Marie-Laure Morbieu nous invite à lire
"Des femmes et des dieux" [1] (
Éditions des Arènes)
Les Arènes Voici un livre rare : la prise de parole de trois femmes de religions différentes, qui ont pris le temps de se retrouver, l’espace d’une semaine, pour échanger, partager, s’écouter sur leur vie, leur foi, leurs traditions respectives. C’est un dialogue en vérité dans lequel elles se sont écoutées avec attention, respect, complicité et estime mutuelle.
Briser les barrières : trois femmes engagées dans des rôles traditionnellement masculins
Toutes les trois sont en responsabilité dans leurs communautés :
Kahina Bahloul est imame et islamologue,
Floriane Chinsky est rabbin et docteur en droit, et
Emmanuelle Seyboldt est pasteure et présidente de conseil national de l’Église protestante de France.
Elles s’expriment avec lucidité et franchise, même sur des questions qui peuvent déranger :
le patriarcat et la question féministe ou encore
la place du corps dans les religions. Avec un climat d’écoute et de confiance qui est palpable tout au long de cet ouvrage, elles nous font découvrir leurs traditions respectives et leur histoire personnelle. On appréciera la clarté et l’intelligence des
éclairages théologiques.
Les histoires personnelles qui ont façonné leur engagement
Elles reviennent sur le
ur parcours, leurs motivations et les obstacles ou appuis qu’elles ont rencontrés. Kahina B. rappelle l’amitié profonde qui unissait ses quatre grands-parents musulmans, chrétien et juif. Floriane C. parle de sa conviction du respect de la liberté de l’autre et du refus de toute forme de contrainte sur lui, conviction qui a guidé toute sa vie. Emmanuelle S. voit dans sa sensibilité à la souffrance autour d’elle l’ancrage de sa vocation. Leur présentation des piliers de chaque religion est très intéressante, leur vision est libérale et humaniste.

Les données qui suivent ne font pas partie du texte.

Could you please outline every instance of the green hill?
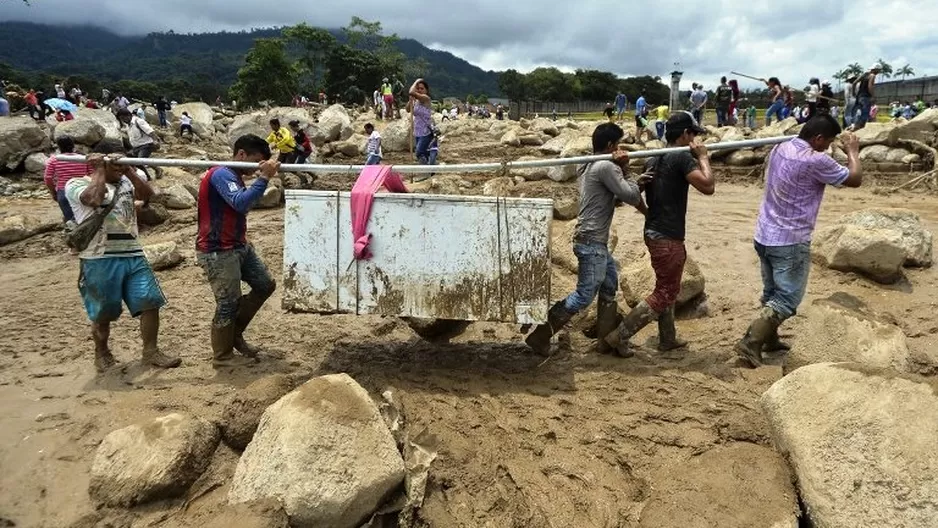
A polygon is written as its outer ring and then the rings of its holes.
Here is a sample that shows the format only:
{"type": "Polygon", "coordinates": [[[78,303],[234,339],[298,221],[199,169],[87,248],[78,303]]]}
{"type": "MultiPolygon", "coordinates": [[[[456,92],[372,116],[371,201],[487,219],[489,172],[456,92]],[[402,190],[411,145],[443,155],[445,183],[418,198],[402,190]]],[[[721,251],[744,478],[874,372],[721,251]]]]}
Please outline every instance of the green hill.
{"type": "MultiPolygon", "coordinates": [[[[339,36],[339,31],[332,31],[339,36]]],[[[201,34],[151,33],[124,37],[89,26],[48,26],[0,22],[0,63],[28,74],[29,82],[51,88],[53,76],[72,77],[95,93],[96,85],[118,81],[154,83],[171,97],[214,100],[234,83],[244,54],[256,38],[276,37],[280,29],[201,34]],[[42,75],[40,75],[42,74],[42,75]]],[[[441,97],[499,94],[498,74],[484,71],[455,55],[432,50],[412,39],[398,48],[408,58],[428,63],[427,79],[441,97]]],[[[0,76],[15,73],[0,64],[0,76]]],[[[119,85],[119,86],[120,86],[119,85]]]]}

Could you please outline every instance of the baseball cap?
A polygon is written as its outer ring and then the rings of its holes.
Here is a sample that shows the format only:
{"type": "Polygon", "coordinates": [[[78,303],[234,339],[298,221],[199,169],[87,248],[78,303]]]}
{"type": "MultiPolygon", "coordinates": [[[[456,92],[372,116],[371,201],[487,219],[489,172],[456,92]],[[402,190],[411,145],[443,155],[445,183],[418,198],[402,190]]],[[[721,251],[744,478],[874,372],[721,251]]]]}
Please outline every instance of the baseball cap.
{"type": "Polygon", "coordinates": [[[707,129],[700,126],[700,123],[694,119],[694,116],[686,110],[675,112],[668,118],[664,125],[668,130],[687,130],[691,129],[698,134],[706,134],[707,129]]]}
{"type": "Polygon", "coordinates": [[[870,70],[882,70],[882,69],[883,69],[883,65],[878,62],[874,62],[873,65],[870,66],[870,70]]]}

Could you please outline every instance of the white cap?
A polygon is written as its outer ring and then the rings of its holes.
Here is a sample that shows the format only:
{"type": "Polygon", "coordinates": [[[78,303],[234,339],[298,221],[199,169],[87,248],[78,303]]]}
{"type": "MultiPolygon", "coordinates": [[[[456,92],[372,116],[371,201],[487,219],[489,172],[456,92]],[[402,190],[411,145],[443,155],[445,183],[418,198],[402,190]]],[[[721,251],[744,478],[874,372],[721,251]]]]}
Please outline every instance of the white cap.
{"type": "Polygon", "coordinates": [[[873,65],[870,66],[870,70],[882,70],[882,69],[883,69],[883,65],[878,62],[874,62],[873,65]]]}
{"type": "Polygon", "coordinates": [[[824,79],[824,82],[821,83],[821,86],[824,86],[825,84],[826,84],[827,86],[830,86],[831,82],[828,81],[827,79],[824,79]]]}

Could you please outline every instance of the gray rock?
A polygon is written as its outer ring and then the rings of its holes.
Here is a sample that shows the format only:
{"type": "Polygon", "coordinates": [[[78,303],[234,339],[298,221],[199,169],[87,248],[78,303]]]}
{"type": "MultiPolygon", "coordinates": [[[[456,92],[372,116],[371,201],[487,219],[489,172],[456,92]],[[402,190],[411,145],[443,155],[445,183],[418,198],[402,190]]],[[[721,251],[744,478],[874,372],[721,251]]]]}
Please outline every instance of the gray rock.
{"type": "MultiPolygon", "coordinates": [[[[209,137],[215,134],[215,112],[205,103],[183,103],[173,107],[173,115],[177,118],[186,112],[192,118],[192,130],[200,137],[209,137]]],[[[175,123],[176,126],[179,123],[175,123]]]]}
{"type": "Polygon", "coordinates": [[[819,229],[812,256],[838,271],[855,271],[883,283],[902,278],[906,251],[902,231],[858,225],[834,225],[819,229]]]}
{"type": "Polygon", "coordinates": [[[154,271],[174,268],[183,260],[175,242],[160,242],[143,246],[143,253],[154,271]]]}
{"type": "Polygon", "coordinates": [[[341,138],[345,128],[351,128],[352,120],[348,111],[340,104],[334,104],[319,114],[319,130],[326,136],[327,141],[336,141],[341,138]]]}
{"type": "Polygon", "coordinates": [[[244,450],[261,421],[267,407],[296,388],[296,382],[285,374],[275,374],[252,382],[238,391],[225,406],[221,417],[221,436],[231,448],[244,450]]]}
{"type": "Polygon", "coordinates": [[[933,381],[851,363],[808,365],[762,395],[814,526],[924,527],[938,519],[933,381]]]}
{"type": "Polygon", "coordinates": [[[314,378],[264,411],[228,492],[275,498],[291,526],[358,527],[404,480],[378,407],[346,374],[314,378]]]}
{"type": "Polygon", "coordinates": [[[580,212],[580,199],[576,194],[554,198],[554,220],[573,220],[580,212]]]}
{"type": "Polygon", "coordinates": [[[279,185],[270,183],[264,190],[264,196],[257,201],[258,209],[273,209],[280,207],[280,199],[283,197],[283,189],[279,185]]]}
{"type": "Polygon", "coordinates": [[[58,229],[62,224],[61,218],[36,215],[9,215],[0,217],[0,246],[25,240],[40,233],[58,229]]]}
{"type": "Polygon", "coordinates": [[[177,183],[163,189],[158,195],[160,203],[170,209],[192,209],[195,207],[195,198],[186,188],[185,184],[177,183]]]}
{"type": "MultiPolygon", "coordinates": [[[[697,299],[704,293],[707,281],[697,261],[690,255],[684,263],[684,274],[681,276],[681,291],[677,294],[676,307],[697,299]]],[[[619,272],[619,288],[625,303],[634,307],[655,289],[655,270],[651,267],[651,260],[645,256],[619,272]]]]}
{"type": "Polygon", "coordinates": [[[169,220],[170,214],[166,207],[158,203],[150,203],[137,211],[137,223],[145,226],[157,226],[169,220]]]}
{"type": "Polygon", "coordinates": [[[49,163],[49,156],[42,152],[34,152],[26,156],[23,166],[26,173],[33,179],[42,179],[46,172],[46,163],[49,163]]]}
{"type": "Polygon", "coordinates": [[[0,119],[0,165],[16,170],[26,156],[49,146],[45,131],[29,117],[0,119]]]}
{"type": "Polygon", "coordinates": [[[179,497],[208,467],[217,445],[211,422],[179,413],[118,429],[98,446],[88,494],[107,506],[179,497]]]}
{"type": "MultiPolygon", "coordinates": [[[[914,121],[914,119],[913,119],[914,121]]],[[[932,234],[918,214],[908,209],[864,209],[850,213],[838,223],[868,229],[893,229],[901,233],[905,266],[929,267],[932,262],[932,234]]]]}

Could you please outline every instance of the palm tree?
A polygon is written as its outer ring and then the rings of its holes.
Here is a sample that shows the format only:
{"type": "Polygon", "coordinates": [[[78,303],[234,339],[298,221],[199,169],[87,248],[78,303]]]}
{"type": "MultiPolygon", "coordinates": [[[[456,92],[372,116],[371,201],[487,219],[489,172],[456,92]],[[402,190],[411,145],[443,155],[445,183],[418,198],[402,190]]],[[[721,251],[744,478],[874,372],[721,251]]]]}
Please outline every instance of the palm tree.
{"type": "Polygon", "coordinates": [[[880,57],[879,59],[877,59],[876,62],[878,62],[879,65],[882,66],[882,71],[880,71],[879,74],[882,75],[884,79],[888,79],[888,78],[892,77],[892,73],[893,73],[893,72],[892,72],[892,65],[891,65],[891,64],[889,64],[888,62],[884,61],[882,57],[880,57]]]}
{"type": "Polygon", "coordinates": [[[902,77],[902,80],[904,81],[906,77],[911,77],[915,75],[915,70],[912,69],[912,66],[909,66],[908,64],[906,64],[905,66],[896,70],[896,75],[899,77],[902,77]]]}

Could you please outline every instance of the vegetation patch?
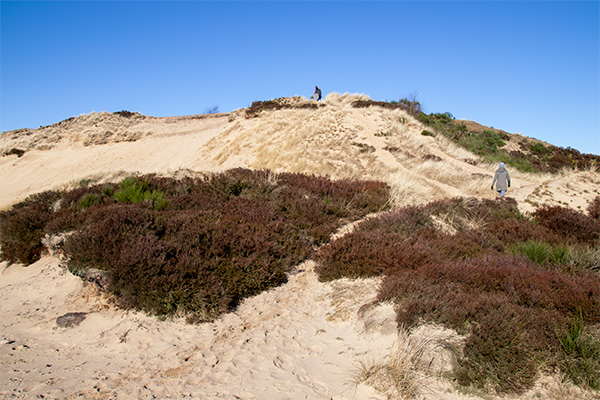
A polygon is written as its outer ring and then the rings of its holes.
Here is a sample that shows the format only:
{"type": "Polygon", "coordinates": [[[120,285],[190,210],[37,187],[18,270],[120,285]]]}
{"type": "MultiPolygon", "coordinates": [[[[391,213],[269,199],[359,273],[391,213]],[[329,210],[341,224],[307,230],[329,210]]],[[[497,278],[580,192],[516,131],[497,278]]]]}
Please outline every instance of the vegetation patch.
{"type": "Polygon", "coordinates": [[[352,142],[352,146],[358,147],[360,153],[373,153],[376,150],[375,147],[366,143],[352,142]]]}
{"type": "Polygon", "coordinates": [[[342,224],[388,200],[381,182],[269,171],[128,177],[44,192],[1,212],[1,256],[32,263],[44,235],[71,232],[68,268],[104,271],[122,307],[205,321],[284,283],[342,224]]]}
{"type": "Polygon", "coordinates": [[[441,134],[486,162],[502,161],[523,172],[556,173],[563,168],[600,170],[598,155],[582,154],[570,147],[545,145],[535,139],[509,134],[472,121],[457,121],[449,112],[425,114],[415,96],[391,102],[356,100],[352,102],[352,106],[405,110],[427,126],[422,135],[434,137],[441,134]],[[513,146],[507,146],[509,143],[513,146]]]}
{"type": "Polygon", "coordinates": [[[422,113],[421,103],[415,99],[401,99],[400,101],[375,101],[375,100],[355,100],[352,102],[354,108],[367,108],[367,107],[382,107],[387,109],[401,109],[408,112],[411,115],[418,115],[422,113]]]}
{"type": "Polygon", "coordinates": [[[12,148],[6,152],[4,152],[4,156],[12,156],[12,155],[16,155],[18,158],[23,157],[23,154],[25,154],[25,150],[22,149],[17,149],[17,148],[12,148]]]}
{"type": "Polygon", "coordinates": [[[467,335],[462,385],[518,394],[559,369],[597,388],[597,222],[562,207],[524,215],[511,199],[437,201],[360,223],[319,250],[317,272],[382,276],[378,299],[394,302],[399,329],[433,322],[467,335]]]}
{"type": "Polygon", "coordinates": [[[317,109],[325,106],[326,104],[322,102],[301,102],[286,97],[274,100],[254,101],[250,107],[246,108],[246,118],[258,117],[261,111],[275,111],[292,108],[317,109]]]}
{"type": "Polygon", "coordinates": [[[142,114],[137,113],[137,112],[131,112],[131,111],[127,111],[127,110],[121,110],[121,111],[115,111],[113,114],[118,115],[120,117],[123,118],[133,118],[133,117],[141,117],[142,114]]]}
{"type": "Polygon", "coordinates": [[[450,113],[419,113],[416,117],[433,131],[481,156],[485,161],[502,161],[520,171],[556,173],[563,168],[600,167],[600,156],[582,154],[572,148],[544,145],[534,139],[511,135],[470,121],[456,121],[450,113]],[[508,142],[518,143],[519,150],[509,150],[506,147],[508,142]]]}

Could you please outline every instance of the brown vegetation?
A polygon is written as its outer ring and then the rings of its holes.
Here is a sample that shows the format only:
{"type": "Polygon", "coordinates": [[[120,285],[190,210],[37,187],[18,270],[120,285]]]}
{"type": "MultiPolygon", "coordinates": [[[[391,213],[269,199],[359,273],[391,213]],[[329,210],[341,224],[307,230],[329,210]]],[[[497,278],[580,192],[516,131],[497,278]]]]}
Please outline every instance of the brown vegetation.
{"type": "Polygon", "coordinates": [[[573,379],[598,388],[600,353],[585,352],[600,338],[575,356],[564,346],[574,320],[591,327],[600,318],[600,259],[567,256],[598,248],[598,232],[596,219],[568,208],[528,217],[514,200],[438,201],[362,222],[319,251],[318,273],[383,276],[379,301],[396,304],[400,327],[434,322],[467,334],[455,368],[463,385],[520,393],[542,371],[571,373],[574,357],[587,367],[573,379]],[[519,247],[531,238],[546,247],[519,247]],[[540,248],[553,256],[538,257],[540,248]]]}
{"type": "Polygon", "coordinates": [[[0,213],[2,258],[29,264],[45,234],[73,232],[63,248],[73,273],[107,271],[123,307],[203,321],[285,282],[344,221],[387,207],[388,190],[235,169],[46,192],[0,213]]]}
{"type": "Polygon", "coordinates": [[[252,105],[246,108],[246,118],[258,117],[261,111],[282,110],[286,108],[311,108],[316,109],[325,107],[324,103],[300,101],[297,98],[281,97],[279,99],[254,101],[252,105]]]}

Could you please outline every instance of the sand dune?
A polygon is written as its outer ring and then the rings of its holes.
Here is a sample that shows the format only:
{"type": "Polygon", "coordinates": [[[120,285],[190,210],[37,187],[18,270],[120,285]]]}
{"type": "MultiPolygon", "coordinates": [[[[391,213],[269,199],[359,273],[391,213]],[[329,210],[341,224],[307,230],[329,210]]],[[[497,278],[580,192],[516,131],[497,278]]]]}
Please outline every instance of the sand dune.
{"type": "MultiPolygon", "coordinates": [[[[448,196],[493,198],[495,165],[424,127],[401,110],[354,108],[365,96],[329,95],[318,109],[289,99],[290,108],[206,116],[154,118],[89,114],[38,130],[0,135],[0,209],[43,190],[131,173],[170,176],[233,167],[268,168],[332,178],[388,182],[397,205],[448,196]]],[[[541,204],[585,209],[599,193],[600,174],[552,176],[510,170],[509,195],[525,211],[541,204]]],[[[385,399],[356,384],[369,360],[412,344],[399,337],[391,307],[363,309],[377,280],[320,283],[314,262],[289,282],[246,300],[213,323],[160,321],[116,309],[47,255],[23,268],[0,263],[0,395],[52,399],[385,399]],[[85,313],[61,327],[57,318],[85,313]]],[[[425,327],[426,357],[438,376],[448,364],[440,341],[460,340],[425,327]]],[[[412,339],[411,339],[412,340],[412,339]]],[[[451,382],[423,378],[421,398],[479,398],[451,382]]],[[[544,378],[522,398],[584,398],[544,378]],[[540,397],[541,396],[541,397],[540,397]]],[[[494,398],[488,396],[486,398],[494,398]]]]}

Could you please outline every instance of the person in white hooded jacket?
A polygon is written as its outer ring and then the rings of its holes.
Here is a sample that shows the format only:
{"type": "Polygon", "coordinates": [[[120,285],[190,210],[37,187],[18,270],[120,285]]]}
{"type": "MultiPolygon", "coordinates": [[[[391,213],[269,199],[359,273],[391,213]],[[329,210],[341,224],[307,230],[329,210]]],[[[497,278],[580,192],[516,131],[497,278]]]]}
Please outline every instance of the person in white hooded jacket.
{"type": "Polygon", "coordinates": [[[506,191],[510,187],[510,175],[506,168],[504,168],[504,163],[501,162],[496,173],[494,174],[494,180],[492,181],[492,190],[494,190],[494,184],[496,184],[496,190],[498,191],[498,196],[504,197],[506,191]]]}

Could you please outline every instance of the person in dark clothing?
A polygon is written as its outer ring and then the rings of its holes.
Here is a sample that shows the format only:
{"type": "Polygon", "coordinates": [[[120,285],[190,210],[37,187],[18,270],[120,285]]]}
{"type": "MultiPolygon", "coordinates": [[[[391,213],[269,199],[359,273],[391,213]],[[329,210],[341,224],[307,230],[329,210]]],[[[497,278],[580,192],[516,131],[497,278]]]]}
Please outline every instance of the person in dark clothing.
{"type": "Polygon", "coordinates": [[[321,100],[321,89],[318,86],[315,86],[315,99],[317,101],[321,100]]]}

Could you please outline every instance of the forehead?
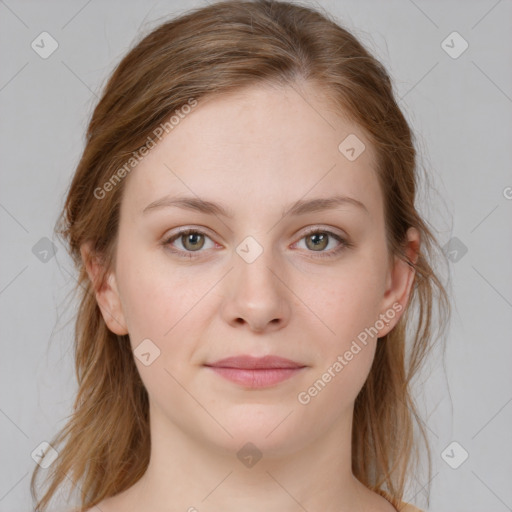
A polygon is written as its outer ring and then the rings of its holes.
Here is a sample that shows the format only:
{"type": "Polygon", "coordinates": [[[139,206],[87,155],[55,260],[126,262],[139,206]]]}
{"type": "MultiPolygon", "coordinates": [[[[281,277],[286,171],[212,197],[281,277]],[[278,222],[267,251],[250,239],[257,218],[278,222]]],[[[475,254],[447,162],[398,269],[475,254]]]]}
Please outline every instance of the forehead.
{"type": "Polygon", "coordinates": [[[334,193],[357,198],[374,214],[381,208],[369,141],[311,87],[250,87],[200,99],[125,186],[122,208],[132,215],[167,194],[213,199],[237,213],[271,205],[281,211],[334,193]],[[347,145],[360,152],[356,159],[343,153],[347,145]]]}

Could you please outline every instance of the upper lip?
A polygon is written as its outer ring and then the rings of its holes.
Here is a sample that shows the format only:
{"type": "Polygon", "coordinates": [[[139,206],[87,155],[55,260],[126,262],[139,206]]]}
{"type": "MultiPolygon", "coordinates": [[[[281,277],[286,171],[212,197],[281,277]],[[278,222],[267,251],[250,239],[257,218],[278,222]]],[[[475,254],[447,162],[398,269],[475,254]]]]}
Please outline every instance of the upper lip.
{"type": "Polygon", "coordinates": [[[290,359],[278,356],[234,356],[219,359],[213,363],[206,363],[205,366],[213,366],[216,368],[240,368],[244,370],[261,370],[270,368],[303,368],[306,365],[296,363],[290,359]]]}

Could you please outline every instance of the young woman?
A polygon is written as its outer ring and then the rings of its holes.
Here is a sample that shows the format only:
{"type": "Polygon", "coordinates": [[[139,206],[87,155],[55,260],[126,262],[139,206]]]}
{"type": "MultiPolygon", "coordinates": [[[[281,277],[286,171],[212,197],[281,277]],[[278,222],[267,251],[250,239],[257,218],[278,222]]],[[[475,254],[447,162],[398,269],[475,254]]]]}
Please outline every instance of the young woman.
{"type": "Polygon", "coordinates": [[[419,510],[410,382],[449,302],[417,179],[388,74],[328,15],[228,1],[144,37],[58,229],[79,392],[36,510],[69,481],[80,511],[419,510]]]}

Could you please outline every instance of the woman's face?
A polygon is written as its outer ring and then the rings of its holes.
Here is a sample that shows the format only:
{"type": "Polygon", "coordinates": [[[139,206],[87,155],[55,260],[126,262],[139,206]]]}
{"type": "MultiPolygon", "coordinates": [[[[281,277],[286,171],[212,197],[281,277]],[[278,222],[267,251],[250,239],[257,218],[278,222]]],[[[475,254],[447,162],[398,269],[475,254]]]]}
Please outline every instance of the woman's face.
{"type": "Polygon", "coordinates": [[[125,178],[97,298],[129,334],[160,426],[229,449],[304,447],[346,425],[403,312],[413,272],[386,250],[373,150],[318,96],[201,100],[125,178]],[[268,355],[299,368],[207,366],[268,355]]]}

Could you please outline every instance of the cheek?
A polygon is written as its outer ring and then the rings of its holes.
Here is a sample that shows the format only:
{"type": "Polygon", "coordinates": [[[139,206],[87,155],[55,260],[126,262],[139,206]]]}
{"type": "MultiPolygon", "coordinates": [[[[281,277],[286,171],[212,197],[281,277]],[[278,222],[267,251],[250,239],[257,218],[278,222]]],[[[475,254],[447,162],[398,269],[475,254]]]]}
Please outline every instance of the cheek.
{"type": "MultiPolygon", "coordinates": [[[[218,307],[208,293],[218,279],[211,270],[171,265],[149,251],[126,254],[130,257],[119,261],[119,275],[132,349],[136,356],[139,344],[151,340],[159,350],[155,367],[178,376],[183,363],[194,360],[195,340],[201,339],[205,323],[218,307]]],[[[137,360],[136,364],[143,380],[153,378],[154,372],[137,360]]]]}
{"type": "Polygon", "coordinates": [[[306,414],[322,418],[325,425],[352,407],[368,377],[378,343],[379,291],[378,273],[353,267],[308,299],[329,330],[316,336],[318,358],[297,398],[306,414]]]}
{"type": "Polygon", "coordinates": [[[299,407],[309,418],[315,419],[319,431],[328,428],[340,416],[350,413],[368,377],[376,343],[359,345],[360,348],[354,350],[357,353],[350,351],[350,361],[343,352],[333,357],[297,395],[299,407]]]}
{"type": "MultiPolygon", "coordinates": [[[[332,339],[340,349],[365,328],[375,324],[382,299],[380,274],[366,269],[370,265],[340,268],[318,286],[305,294],[304,302],[329,329],[327,339],[332,339]]],[[[310,285],[308,285],[310,286],[310,285]]]]}
{"type": "Polygon", "coordinates": [[[179,269],[166,264],[161,252],[163,248],[140,249],[126,240],[121,249],[120,243],[117,274],[130,333],[161,338],[183,316],[189,302],[194,285],[179,269]]]}
{"type": "Polygon", "coordinates": [[[120,254],[116,274],[132,347],[150,339],[162,349],[179,320],[182,287],[134,248],[120,250],[120,254]]]}

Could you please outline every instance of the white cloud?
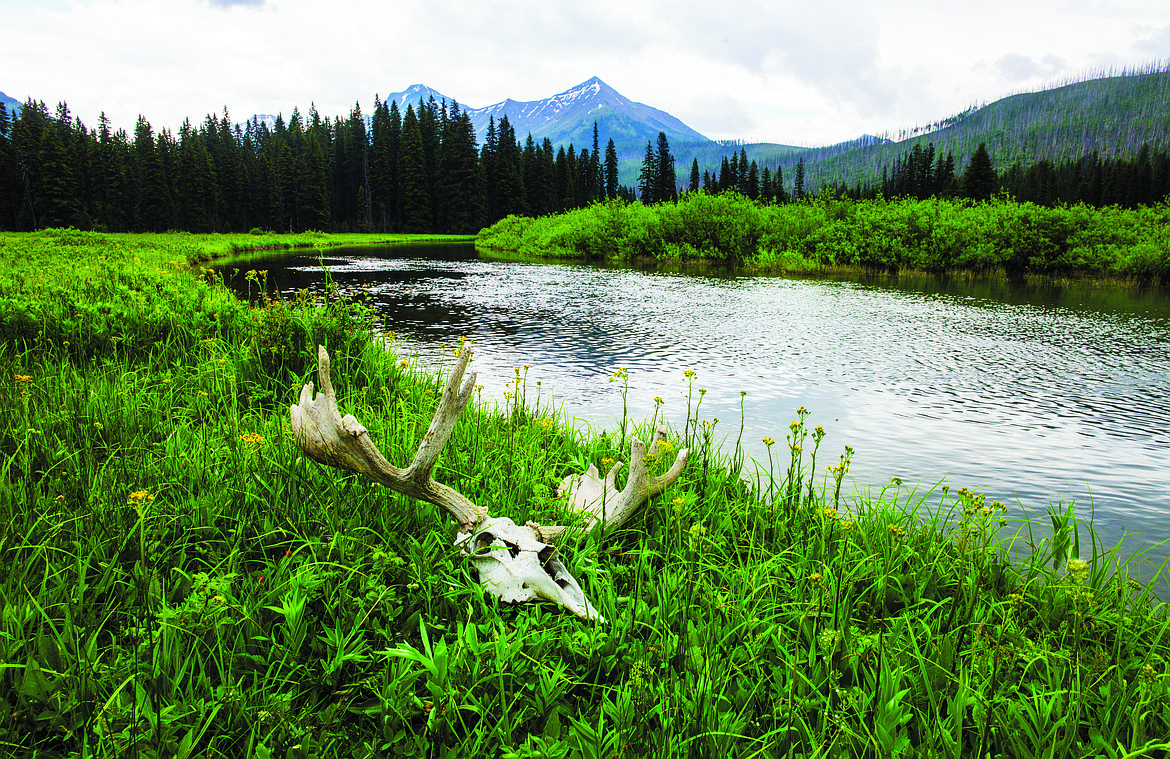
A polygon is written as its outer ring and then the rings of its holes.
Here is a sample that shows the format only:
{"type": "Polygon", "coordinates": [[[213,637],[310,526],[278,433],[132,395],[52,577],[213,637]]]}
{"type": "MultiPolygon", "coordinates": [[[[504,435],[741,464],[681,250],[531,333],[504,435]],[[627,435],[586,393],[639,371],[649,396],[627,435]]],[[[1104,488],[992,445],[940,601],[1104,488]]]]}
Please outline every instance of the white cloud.
{"type": "Polygon", "coordinates": [[[1063,58],[1046,55],[1040,61],[1030,55],[1008,53],[995,62],[995,70],[1005,82],[1026,82],[1038,78],[1052,79],[1066,73],[1067,64],[1063,58]]]}
{"type": "Polygon", "coordinates": [[[600,76],[714,138],[825,144],[1170,57],[1161,2],[0,0],[0,90],[87,124],[345,115],[421,82],[484,106],[600,76]],[[1010,19],[1005,22],[1004,19],[1010,19]]]}

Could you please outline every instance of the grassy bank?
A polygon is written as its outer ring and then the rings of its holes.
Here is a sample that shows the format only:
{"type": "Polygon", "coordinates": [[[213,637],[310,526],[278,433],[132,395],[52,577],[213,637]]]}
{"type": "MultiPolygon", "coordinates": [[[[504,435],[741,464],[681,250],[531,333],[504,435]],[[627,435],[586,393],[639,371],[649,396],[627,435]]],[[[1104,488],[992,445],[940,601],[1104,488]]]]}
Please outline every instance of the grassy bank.
{"type": "MultiPolygon", "coordinates": [[[[609,624],[500,605],[437,508],[288,430],[325,342],[404,463],[441,368],[361,304],[241,304],[170,236],[73,240],[0,237],[0,754],[1170,755],[1166,607],[1083,530],[1070,560],[1067,513],[1013,562],[978,493],[851,493],[802,412],[745,464],[695,411],[677,485],[562,547],[609,624]]],[[[529,390],[473,397],[436,474],[570,521],[560,479],[649,425],[584,435],[529,390]]]]}
{"type": "Polygon", "coordinates": [[[615,200],[538,219],[511,216],[481,231],[476,244],[534,256],[715,259],[782,271],[849,266],[1164,282],[1170,206],[854,201],[830,192],[766,205],[698,192],[654,206],[615,200]]]}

Corps, sexualité et respect : Perspectives contemporaines sur la place des femmes dans les religions
Les questions autour du patriarcat, du féminisme et de la place du corps sont abordées avec beaucoup de lucidité. Les discussions sur le contrôle du corps de la femme, la fidélité et le désir sont évoquées. Leurs visions peuvent différer, mais elles s’accordent à relever
l’importance de la lecture historico-critique des textes, et le fait que les hommes se sont approprié le discours religieux et l’interprétation des textes. Kahina B. partage sa souffrance sur la grande hypocrisie en islam autour de la question de la sexualité. Pour elles trois, le respect de son corps de celui de l’autre est central. Elles nous montrent comment une
lecture contemporaine et éclairée des textes apporte un
éclairage renouvelé et salutaire sur la place des femmes dans les religions.
Vers une lecture progressive des textes
Les échanges sont particulièrement intéressants sur l’approche historico-critique des textes. Nous retiendrons ces quelques mots de Kahina Bahloul : « Il faut arrêter avec cette sacralisation des lectures passées qui nous empêche d’avancer […] Le problème, c’est que l’approche historico-critique demande un certain engagement […] C’est beaucoup plus simple de boire les paroles d’un penseur autoproclamé ».
Des conceptions divergentes de la sacralité
Qu’est-ce qui est sacré pour vous ? À cette dernière question, les réponses sont variées, puisque le mot sacré, pour Emmanuelle S.,
« ne fait pas sens ». Pour Floriane C.
« c’est ce qui advient quand nous sommes ensemble, le sentiment de nous surpasser et de participer à une aventure qui nous transcende ». Kahina B. y voit une injonction au respect absolu :
« il y a quelque chose au-dessus de toi, tout ne t’appartient pas ».
Ce livre plein d’espérance nous montre la fécondité d’un dialogue interreligieux dans la confiance. La joie des échanges est palpable. L’une des participantes parle d’une impression d’avoir vécu
« les prémices du Royaume ».
[1] Floriane CHINSKY, Kahine BAHLOUL et Emmanuelle SEYBOLT,
Des femmes et des dieux, Paris, Éditions des Arènes, 2021, 250 p.